2024-25 Recipients: Collaborative Archaeologies, Decolonized Foodways, and The Hamilton Black History Database
Stream 1 (Established Projects/Longstanding Partnerships) Recipient: Collaborative Archaeologies, Decolonized Foodways
This community-based project explores the history of Indigenous foodways in the Six Nations of the Grand River (Haudenosaunee) territory using a collaborative settler-Indigenous archaeology approach. Led by partners Andrew Roddick, Adrianne Lickers Xavier, Scott Martin, Lindi Masur (McMaster University), and Tanya Hill-Montour (Six Nations Archaeology Department), it supports the Truth and Reconciliation Commission of Canada’s Call to Action #43 and aligns with UNDRIP. Conducted at Sustainable Archaeology McMaster, the research aims to promote Haudenosaunee food sovereignty by reconnecting with ancestral diets, using biomolecular archaeology to deepen understanding of the past while centering Indigenous voices, and encouraging heritage research in Indigenous communities.
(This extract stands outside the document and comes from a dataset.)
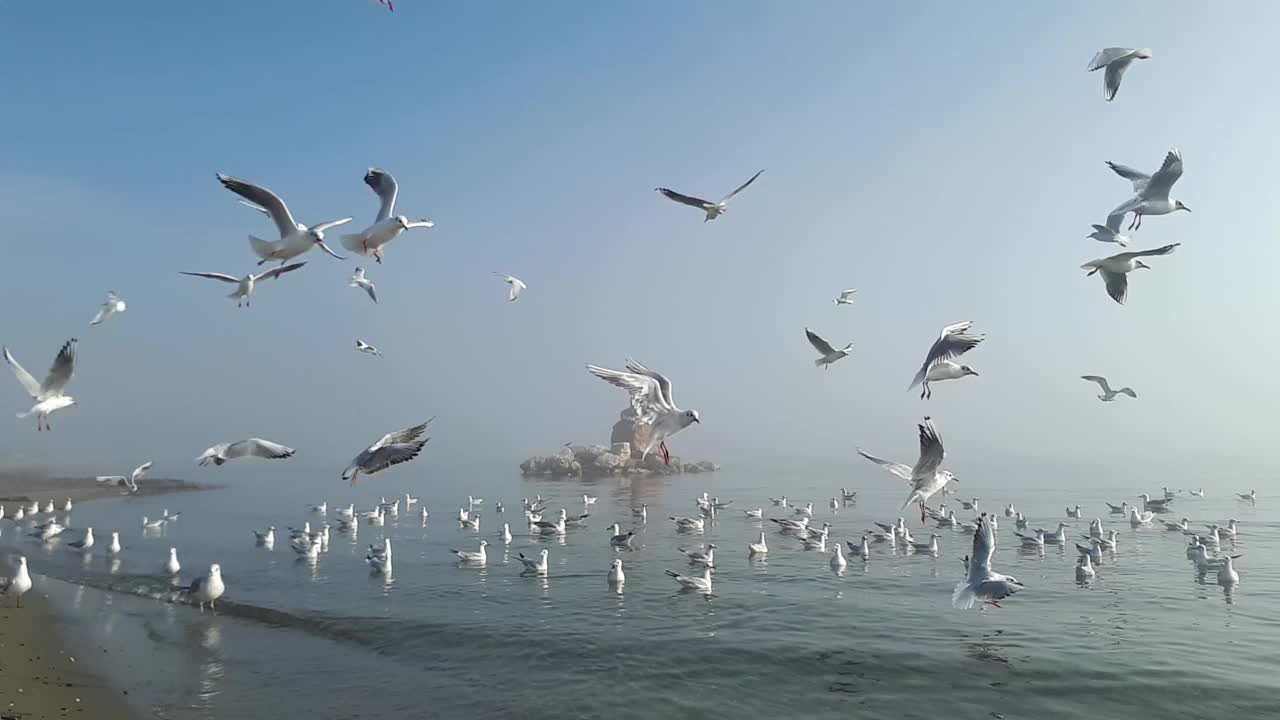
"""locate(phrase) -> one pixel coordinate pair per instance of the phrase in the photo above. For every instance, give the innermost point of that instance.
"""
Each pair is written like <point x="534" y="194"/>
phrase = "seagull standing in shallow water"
<point x="712" y="209"/>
Researchers use advanced lab techniques to identify food residues in archaeological artifacts, a first in Ontario with Indigenous partnerships.
Stream 2 (Grassroots Projects/Emerging Partnerships) Recipient: The Hamilton Black History Database
The Hamilton Black History Database is a valuable educational resource launched in February 2022, designed to make the history and contributions of Black communities in Hamilton accessible to the public. Created in partnership with the Hamilton Black History Council (Terri Bedminster), Afro-Canadian Caribbean Association (Evelyn Myrie), and McMaster’s Centre for Community Engaged Narrative Arts (Daniel Coleman, Lorraine York), the online portal serves schools and libraries, promoting Black history education. McMaster alum Aaron Parry led research efforts, working with local Black communities and organizations to gather and organize historical information and artifacts. After compiling the content, focus groups reviewed the portal to ensure it met community needs before its public launch.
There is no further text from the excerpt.